Hi all,

I've been attempting to process MAS-Seq scRNA Seq data for variant calling using souporcell and am stuck in the pre-processing stage. My starting data is a MAS-Seq hifi reads bam (m84066_231220_211345_s4.hifi_reads.bam), which I have started processing through the isoseq pipeline for adapter removal, etc.

For the final analysis in souporcell it needs the possorted_bam output from CellRanger, and I'm not sure how to generate a comparable file to this, or convert what I have to a fastq to run cellranger directly.

I've tried using smrtlink bam2fastq off the Skera-split file, but running cellranger count off that gives the chemistry error below and the cellranger bam2fastq fails due to the 10x BAM file not being recognized.

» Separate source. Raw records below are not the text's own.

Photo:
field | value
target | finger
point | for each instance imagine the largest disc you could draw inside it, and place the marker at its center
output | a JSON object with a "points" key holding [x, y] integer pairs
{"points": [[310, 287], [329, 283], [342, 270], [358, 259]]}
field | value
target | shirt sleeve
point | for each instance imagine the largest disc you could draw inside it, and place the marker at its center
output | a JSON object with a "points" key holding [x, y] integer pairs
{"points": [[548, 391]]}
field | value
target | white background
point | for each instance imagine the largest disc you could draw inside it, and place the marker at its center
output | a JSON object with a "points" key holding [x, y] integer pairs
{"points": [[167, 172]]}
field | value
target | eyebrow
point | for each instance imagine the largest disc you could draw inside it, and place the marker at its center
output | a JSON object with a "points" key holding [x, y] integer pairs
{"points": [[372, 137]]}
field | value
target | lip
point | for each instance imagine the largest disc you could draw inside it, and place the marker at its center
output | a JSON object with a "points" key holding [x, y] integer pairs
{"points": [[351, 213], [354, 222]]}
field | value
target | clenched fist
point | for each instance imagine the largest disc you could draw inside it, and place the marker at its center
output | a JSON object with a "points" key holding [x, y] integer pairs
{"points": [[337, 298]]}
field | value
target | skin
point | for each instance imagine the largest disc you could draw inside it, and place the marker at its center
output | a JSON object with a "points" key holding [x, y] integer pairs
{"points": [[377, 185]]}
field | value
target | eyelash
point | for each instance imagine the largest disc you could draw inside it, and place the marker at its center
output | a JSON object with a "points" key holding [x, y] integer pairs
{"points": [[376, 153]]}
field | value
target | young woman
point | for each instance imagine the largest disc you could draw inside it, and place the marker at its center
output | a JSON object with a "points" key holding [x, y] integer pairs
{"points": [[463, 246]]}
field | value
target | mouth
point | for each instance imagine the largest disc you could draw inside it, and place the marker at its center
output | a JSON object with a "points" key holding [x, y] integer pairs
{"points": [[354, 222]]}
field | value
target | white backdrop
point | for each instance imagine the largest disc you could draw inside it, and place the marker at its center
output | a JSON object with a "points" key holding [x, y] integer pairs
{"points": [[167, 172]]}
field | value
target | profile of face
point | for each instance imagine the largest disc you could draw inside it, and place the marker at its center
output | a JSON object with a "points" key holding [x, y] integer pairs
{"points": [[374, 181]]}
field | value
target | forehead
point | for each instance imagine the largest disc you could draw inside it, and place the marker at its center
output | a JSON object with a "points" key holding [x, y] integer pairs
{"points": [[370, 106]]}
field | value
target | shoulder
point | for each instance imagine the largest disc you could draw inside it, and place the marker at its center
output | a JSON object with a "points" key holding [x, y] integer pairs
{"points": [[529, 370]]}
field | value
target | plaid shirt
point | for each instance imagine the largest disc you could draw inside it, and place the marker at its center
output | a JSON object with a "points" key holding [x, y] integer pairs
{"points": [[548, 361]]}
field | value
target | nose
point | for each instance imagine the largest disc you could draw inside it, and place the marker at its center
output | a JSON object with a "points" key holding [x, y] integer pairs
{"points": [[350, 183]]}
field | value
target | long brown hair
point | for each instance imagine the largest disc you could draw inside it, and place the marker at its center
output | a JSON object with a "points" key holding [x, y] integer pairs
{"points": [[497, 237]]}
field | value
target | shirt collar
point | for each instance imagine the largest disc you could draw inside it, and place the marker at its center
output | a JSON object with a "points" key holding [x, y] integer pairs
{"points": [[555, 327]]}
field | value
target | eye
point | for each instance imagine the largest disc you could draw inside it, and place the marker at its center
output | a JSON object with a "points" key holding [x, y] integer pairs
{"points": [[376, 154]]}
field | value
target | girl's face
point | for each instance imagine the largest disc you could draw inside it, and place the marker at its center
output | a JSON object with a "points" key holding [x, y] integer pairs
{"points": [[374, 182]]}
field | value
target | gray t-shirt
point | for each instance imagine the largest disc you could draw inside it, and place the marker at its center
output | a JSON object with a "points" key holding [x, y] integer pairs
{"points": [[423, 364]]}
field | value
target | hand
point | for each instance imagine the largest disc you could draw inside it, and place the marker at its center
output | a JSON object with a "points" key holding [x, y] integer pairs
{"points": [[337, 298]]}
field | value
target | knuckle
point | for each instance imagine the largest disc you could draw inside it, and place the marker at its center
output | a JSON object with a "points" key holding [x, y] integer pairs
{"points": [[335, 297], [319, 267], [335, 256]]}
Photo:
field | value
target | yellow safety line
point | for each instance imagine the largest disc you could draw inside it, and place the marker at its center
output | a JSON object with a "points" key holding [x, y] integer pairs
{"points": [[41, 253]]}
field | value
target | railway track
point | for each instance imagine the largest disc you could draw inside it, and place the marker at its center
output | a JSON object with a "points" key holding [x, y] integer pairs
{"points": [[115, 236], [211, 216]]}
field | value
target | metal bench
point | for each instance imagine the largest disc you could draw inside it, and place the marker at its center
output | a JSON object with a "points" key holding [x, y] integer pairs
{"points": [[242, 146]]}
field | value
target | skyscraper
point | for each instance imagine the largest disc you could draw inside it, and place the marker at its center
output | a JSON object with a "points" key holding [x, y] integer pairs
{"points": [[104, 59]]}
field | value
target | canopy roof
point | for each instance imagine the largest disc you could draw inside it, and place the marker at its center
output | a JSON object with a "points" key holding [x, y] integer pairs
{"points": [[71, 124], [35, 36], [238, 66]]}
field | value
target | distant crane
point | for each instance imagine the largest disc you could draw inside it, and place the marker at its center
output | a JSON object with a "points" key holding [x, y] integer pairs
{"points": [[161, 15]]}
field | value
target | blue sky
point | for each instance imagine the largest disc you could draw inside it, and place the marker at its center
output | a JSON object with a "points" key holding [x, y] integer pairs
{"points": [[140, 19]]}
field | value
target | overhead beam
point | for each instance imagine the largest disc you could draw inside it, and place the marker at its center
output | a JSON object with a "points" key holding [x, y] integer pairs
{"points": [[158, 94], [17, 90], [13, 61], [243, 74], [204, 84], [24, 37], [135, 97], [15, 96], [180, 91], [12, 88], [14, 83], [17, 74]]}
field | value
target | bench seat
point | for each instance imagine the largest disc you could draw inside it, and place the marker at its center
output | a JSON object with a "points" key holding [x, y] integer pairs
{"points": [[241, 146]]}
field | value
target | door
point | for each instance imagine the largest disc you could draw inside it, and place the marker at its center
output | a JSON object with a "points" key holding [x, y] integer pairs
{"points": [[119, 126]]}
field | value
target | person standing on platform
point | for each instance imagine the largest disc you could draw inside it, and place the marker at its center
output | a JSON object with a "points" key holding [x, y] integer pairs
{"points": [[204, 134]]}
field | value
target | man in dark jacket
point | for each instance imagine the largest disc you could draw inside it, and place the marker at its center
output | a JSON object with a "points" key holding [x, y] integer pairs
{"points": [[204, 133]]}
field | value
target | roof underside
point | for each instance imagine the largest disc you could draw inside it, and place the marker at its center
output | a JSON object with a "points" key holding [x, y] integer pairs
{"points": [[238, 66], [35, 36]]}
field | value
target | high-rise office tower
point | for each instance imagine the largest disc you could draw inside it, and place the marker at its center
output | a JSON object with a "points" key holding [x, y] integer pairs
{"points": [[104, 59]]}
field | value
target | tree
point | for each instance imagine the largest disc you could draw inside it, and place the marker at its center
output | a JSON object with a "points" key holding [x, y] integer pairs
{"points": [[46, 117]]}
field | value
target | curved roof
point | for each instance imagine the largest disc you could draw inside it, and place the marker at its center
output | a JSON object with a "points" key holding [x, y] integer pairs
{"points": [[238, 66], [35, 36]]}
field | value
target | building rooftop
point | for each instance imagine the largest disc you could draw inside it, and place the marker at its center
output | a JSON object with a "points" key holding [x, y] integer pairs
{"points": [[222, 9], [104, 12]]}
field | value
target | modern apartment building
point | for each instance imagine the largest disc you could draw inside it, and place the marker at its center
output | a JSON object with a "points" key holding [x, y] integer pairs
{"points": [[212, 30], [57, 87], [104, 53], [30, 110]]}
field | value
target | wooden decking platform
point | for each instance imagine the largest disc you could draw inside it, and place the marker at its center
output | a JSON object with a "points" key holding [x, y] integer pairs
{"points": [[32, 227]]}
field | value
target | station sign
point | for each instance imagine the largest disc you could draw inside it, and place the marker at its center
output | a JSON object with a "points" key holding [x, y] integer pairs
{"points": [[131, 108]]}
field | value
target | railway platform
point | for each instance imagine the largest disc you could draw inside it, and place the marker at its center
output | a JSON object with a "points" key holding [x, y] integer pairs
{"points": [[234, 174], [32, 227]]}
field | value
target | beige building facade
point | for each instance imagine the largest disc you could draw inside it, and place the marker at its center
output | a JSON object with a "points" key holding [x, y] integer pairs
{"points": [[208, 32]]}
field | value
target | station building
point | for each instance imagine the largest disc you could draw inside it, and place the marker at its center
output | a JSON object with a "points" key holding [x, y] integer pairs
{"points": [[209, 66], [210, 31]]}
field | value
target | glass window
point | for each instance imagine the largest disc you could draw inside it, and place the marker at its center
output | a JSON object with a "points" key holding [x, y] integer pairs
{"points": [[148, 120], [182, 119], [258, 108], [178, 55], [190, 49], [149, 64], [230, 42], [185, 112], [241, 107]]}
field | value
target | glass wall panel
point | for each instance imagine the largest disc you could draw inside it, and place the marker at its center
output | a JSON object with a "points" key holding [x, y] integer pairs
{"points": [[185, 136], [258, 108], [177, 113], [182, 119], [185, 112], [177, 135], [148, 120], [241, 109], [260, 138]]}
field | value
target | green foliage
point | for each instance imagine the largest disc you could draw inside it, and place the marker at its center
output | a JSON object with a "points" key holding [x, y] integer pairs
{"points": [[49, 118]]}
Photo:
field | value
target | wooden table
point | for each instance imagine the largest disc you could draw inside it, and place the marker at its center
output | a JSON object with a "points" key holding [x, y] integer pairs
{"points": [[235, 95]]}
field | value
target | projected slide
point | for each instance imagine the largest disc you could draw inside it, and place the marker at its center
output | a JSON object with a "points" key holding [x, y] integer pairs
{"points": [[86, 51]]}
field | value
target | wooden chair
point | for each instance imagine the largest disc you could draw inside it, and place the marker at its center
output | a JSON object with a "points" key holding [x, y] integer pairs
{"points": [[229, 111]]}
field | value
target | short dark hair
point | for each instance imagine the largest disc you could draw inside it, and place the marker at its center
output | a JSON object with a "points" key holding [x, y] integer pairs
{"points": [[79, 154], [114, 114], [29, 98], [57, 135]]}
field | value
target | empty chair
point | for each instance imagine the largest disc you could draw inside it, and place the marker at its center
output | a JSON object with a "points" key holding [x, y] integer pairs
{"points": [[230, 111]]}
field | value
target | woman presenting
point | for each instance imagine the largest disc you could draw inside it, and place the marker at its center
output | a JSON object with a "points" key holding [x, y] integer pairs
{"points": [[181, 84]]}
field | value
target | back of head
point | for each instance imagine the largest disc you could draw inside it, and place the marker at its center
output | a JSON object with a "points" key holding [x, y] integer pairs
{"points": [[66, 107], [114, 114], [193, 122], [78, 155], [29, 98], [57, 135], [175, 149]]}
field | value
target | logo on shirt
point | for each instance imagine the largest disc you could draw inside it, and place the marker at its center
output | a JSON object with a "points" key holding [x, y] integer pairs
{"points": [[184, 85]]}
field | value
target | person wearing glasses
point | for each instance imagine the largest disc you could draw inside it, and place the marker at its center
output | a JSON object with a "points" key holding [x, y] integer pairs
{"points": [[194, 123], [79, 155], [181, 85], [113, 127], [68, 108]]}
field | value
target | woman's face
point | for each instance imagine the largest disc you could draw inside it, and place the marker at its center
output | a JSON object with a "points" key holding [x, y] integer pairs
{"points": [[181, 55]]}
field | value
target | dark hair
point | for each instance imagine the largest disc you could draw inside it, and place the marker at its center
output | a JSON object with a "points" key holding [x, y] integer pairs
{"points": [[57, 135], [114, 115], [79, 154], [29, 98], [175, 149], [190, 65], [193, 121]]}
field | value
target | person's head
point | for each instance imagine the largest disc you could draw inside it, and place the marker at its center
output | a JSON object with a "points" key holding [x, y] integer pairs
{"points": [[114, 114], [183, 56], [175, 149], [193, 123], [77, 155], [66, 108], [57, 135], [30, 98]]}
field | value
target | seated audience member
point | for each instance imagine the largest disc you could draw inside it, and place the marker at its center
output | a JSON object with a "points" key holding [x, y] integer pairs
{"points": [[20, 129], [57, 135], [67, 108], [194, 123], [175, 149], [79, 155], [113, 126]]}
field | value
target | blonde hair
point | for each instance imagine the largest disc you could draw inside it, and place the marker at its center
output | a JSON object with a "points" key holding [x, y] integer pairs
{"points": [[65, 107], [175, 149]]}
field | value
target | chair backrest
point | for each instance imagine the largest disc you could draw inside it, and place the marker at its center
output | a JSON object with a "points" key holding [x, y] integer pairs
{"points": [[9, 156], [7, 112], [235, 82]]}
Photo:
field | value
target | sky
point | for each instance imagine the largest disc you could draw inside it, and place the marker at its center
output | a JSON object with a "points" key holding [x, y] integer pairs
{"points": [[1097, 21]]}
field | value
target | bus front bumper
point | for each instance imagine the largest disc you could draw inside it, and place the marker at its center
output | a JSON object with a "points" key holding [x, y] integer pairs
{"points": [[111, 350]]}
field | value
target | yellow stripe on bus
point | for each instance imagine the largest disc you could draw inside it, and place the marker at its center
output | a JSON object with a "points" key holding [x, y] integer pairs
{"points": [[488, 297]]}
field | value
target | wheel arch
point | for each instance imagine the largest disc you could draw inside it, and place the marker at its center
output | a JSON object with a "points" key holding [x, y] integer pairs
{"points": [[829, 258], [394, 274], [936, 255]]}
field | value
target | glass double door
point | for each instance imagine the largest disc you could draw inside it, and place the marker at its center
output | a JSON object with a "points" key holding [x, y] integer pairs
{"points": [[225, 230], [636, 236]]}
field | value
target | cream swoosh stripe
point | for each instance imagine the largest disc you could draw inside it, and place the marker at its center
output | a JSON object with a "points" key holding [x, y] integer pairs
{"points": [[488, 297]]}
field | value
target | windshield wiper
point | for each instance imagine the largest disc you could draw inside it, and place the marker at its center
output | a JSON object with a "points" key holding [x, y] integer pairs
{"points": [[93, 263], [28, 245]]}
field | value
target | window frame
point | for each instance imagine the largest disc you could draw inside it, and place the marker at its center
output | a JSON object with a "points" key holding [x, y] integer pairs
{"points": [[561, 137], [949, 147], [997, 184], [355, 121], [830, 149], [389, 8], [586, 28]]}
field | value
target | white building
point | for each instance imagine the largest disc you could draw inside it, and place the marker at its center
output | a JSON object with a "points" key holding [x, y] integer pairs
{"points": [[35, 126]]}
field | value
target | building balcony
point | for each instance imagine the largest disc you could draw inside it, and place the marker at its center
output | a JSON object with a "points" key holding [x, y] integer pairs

Any advice on how to proceed here?

Chemistry error:

[error] Pipestance failed. Error log at:
GFPs/SC_RNA_COUNTER_CS/SC_MULTI_CORE/MULTI_CHEMISTRY_DETECTOR/_GEM_WELL_CHEMISTRY_DETECTOR/DETECT_COUNT_CHEMISTRY/fork0/chnk0-ue839a14419/_errors

Log message:
The read lengths are incompatible with all the chemistries for Sample GFPs in "/share/vanelab/nick/NANOS3_scRNA/GFP_fastq".
 - read1 median length = 799
 - read2 median length = 0
 - index1 median length = 0

The minimum read length for different chemistries are:
SFRP     - read1: 26, read2: 30, index1: 0
SC5P-R2  - read1: 26, read2: 25, index1: 0
SC5P-PE  - read1: 81, read2: 25, index1: 0
SC3Pv1   - read1: 25, read2: 10, index1: 14
SC3Pv2   - read1: 26, read2: 25, index1: 0
SC3Pv3   - read1: 26, read2: 25, index1: 0
SC3Pv3LT - read1: 26, read2: 25, index1: 0
SC3Pv3HT - read1: 26, read2: 25, index1: 0

We expect that at least 50% of the reads exceed the minimum length.

CellRanger is specific to 10x Chromium scRNA-seq. Forcing other types of scRNA-seq into it will almost certainly not work. Consider using STARsolo for more flexibility if that applies here.